Wahlberechtigung bei Umzug, Zuzug und Wegzug

Sie sind hier zugezogen oder innerhalb der Stadt Vreden umgezogen, Ihre Nebenwohnung ist zur Hauptwohnung
geworden oder umgekehrt. Dann beachten Sie für die Ausübung Ihres Wahlrechts bitte folgende Hinweise:


1. Wenn Sie als Deutscher aus einer anderen Gemeinde/Stadt innerhalb Deutschlands zugezogen sind und sich
erst nach dem 14. April 2019 bei der hiesigen Meldebehörde anmelden, sind Sie im Wählerverzeichnis Ihrer
Fortzugsgemeinde/-stadt eingetragen. Sie bleiben dort auch eingetragen, so dass Sie am Wahltag in Ihrem
früheren Wahllokal wählen können; Sie können sich allerdings von Ihrem früheren Wahlamt auch Briefwahlunterlagen
ausstellen lassen.
Wollen Sie dagegen schon in Vreden wählen, müssen Sie spätestens bis zum 5. Mai 2019
zusätzlich zu Ihrer Anmeldung bei der Meldebehörde schriftlich Ihre Eintragung in das hiesige Wählerverzeichnis
beantragen;
Sie werden dann aus dem Wählerverzeichnis Ihrer Fortzugsgemeinde/-stadt gestrichen.

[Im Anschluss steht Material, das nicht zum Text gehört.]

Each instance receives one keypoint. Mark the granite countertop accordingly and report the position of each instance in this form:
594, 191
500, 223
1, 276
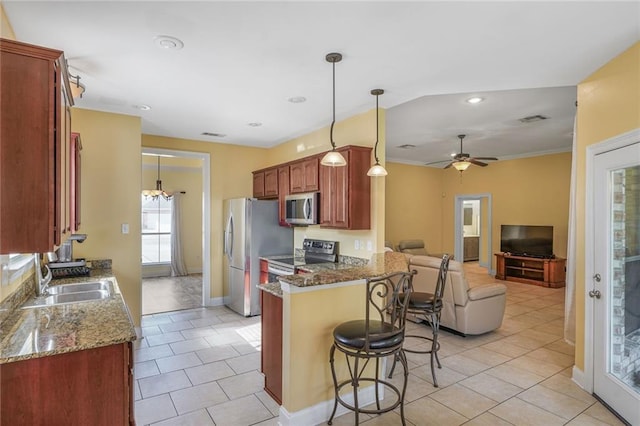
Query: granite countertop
272, 288
381, 264
50, 330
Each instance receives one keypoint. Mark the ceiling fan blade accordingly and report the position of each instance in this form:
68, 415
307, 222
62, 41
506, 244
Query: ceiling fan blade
436, 162
477, 163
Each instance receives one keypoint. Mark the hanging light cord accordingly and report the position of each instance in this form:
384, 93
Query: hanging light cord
333, 121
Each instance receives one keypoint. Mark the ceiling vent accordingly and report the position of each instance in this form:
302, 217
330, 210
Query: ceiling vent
533, 118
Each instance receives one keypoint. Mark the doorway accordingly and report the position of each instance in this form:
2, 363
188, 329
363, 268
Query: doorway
612, 299
473, 229
161, 293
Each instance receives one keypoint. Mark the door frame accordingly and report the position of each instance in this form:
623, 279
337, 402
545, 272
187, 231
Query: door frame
485, 240
206, 214
585, 378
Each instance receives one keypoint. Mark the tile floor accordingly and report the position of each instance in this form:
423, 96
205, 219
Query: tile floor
166, 294
201, 367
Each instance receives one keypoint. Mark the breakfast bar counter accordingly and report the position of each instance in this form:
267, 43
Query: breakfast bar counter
313, 305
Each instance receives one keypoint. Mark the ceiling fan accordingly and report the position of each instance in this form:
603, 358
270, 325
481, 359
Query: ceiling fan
461, 161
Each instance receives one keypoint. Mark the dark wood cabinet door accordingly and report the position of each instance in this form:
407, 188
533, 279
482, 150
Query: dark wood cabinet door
32, 180
271, 354
271, 183
89, 387
258, 184
296, 177
283, 191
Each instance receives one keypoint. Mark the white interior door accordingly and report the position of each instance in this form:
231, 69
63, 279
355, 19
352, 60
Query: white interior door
615, 287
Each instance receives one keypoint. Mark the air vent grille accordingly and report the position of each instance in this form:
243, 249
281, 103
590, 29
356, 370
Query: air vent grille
533, 118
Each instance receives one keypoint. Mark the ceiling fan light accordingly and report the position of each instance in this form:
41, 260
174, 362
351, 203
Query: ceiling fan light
461, 166
377, 171
333, 159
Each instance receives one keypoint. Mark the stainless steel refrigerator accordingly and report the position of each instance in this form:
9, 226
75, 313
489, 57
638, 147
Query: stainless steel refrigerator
251, 230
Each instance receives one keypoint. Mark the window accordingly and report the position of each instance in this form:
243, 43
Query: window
156, 230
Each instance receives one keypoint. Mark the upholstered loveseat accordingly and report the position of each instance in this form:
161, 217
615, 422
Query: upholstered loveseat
467, 309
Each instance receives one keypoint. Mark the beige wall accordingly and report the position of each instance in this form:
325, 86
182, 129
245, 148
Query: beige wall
230, 177
110, 180
532, 191
357, 130
6, 30
608, 105
180, 175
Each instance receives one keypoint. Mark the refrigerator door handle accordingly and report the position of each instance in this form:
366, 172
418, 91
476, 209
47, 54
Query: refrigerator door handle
306, 208
228, 243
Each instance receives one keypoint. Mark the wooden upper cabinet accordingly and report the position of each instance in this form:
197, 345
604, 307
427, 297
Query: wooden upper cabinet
271, 183
34, 105
258, 184
304, 175
283, 191
345, 192
74, 184
265, 183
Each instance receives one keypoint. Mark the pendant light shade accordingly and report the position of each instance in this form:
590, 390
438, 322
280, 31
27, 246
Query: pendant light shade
158, 192
377, 170
333, 158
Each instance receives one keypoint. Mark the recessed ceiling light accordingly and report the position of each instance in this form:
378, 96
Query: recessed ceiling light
475, 100
168, 42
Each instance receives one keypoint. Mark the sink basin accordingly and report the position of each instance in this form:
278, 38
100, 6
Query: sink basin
79, 287
72, 293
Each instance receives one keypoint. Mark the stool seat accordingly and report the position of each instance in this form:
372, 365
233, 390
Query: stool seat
382, 335
424, 301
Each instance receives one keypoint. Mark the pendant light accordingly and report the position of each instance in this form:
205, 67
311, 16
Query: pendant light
155, 193
333, 158
377, 170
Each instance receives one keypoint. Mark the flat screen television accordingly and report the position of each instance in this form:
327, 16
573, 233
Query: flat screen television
527, 240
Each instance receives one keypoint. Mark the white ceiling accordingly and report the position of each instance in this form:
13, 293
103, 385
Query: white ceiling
242, 61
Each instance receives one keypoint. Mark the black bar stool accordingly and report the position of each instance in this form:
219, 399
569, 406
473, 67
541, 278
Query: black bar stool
429, 307
380, 334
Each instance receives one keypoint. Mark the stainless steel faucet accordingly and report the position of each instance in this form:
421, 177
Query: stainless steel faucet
42, 282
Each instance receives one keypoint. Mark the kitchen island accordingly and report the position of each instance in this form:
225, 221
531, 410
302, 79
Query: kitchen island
313, 304
69, 363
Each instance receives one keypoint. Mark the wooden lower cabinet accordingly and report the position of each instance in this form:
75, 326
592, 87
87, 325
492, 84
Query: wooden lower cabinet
271, 354
89, 387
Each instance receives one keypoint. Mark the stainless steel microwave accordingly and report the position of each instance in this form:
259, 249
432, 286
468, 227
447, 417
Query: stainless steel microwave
302, 209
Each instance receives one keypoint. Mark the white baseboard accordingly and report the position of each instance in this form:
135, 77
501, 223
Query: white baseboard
216, 301
320, 413
578, 378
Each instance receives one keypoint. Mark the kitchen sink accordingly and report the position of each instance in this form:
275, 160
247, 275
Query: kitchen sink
79, 287
72, 293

1.1 Die unter Nr. 1 dargestellte Regelung gilt auch für den Fall, dass Sie Ihre in Vreden liegende
Nebenwohnung nach dem 14. April 2019 als Hauptwohnung anmelden! Wenn Sie hier wählen wollen,
beantragen Sie bis zum 5. Mai 2019 Ihre Eintragung in das hiesige Wählerverzeichnis.

1.2 Wenn Sie innerhalb Vredens umgezogen sind und sich nach dem 14. April 2019 ummelden,
bleiben Sie in jedem Fall in Ihrem alten Wählerverzeichnis eingetragen; eine Eintragung in das neue
Wählerverzeichnis auch auf Antrag ist nicht möglich. Falls Sie am Wahltag nicht in Ihrem früheren Wahllokal
wählen können, beantragen Sie bitte rechtzeitig Briefwahlunterlagen.

1.3 Falls Sie bisher keine Wohnung in Deutschland hatten und auch nicht vom Ausland her die Eintragung in ein
Wählerverzeichnis beantragt haben, können Sie – wie bei einem Umzug im Inland – bis zum 5. Mai 2019
zusätzlich zu Ihrer Anmeldung bei der Meldebehörde schriftlich Ihre Eintragung in das hiesige Wählerverzeichnis
beantragen. Bitte wenden Sie sich an das Wahlamt, um Ihre Wahlberechtigung zu klären und den erforderlichen
Eintragungsantrag zu stellen.

2. Wenn Sie als nichtdeutscher Unionsbürger innerhalb Deutschlands umgezogen sind und schon an Ihrem
bisherigen Wohnort in das dortige Wählerverzeichnis eingetragen sind oder einen entsprechenden Antrag
gestellt haben, gelten für Sie die gleichen Bestimmungen wie für deutsche Wahlberechtigte (vgl. Nr. 1).
Falls Sie direkt aus einem der übrigen Mitgliedstaaten der Europäischen Union zugezogen sind, können Sie auf
Antrag in das Wählerverzeichnis Ihrer Zuzugsgemeinde/-stadt eingetragen werden; der Antrag muss bis
spätestens 5. Mai 2019 bei der zuständigen Gemeinde/Stadt eingegangen sein.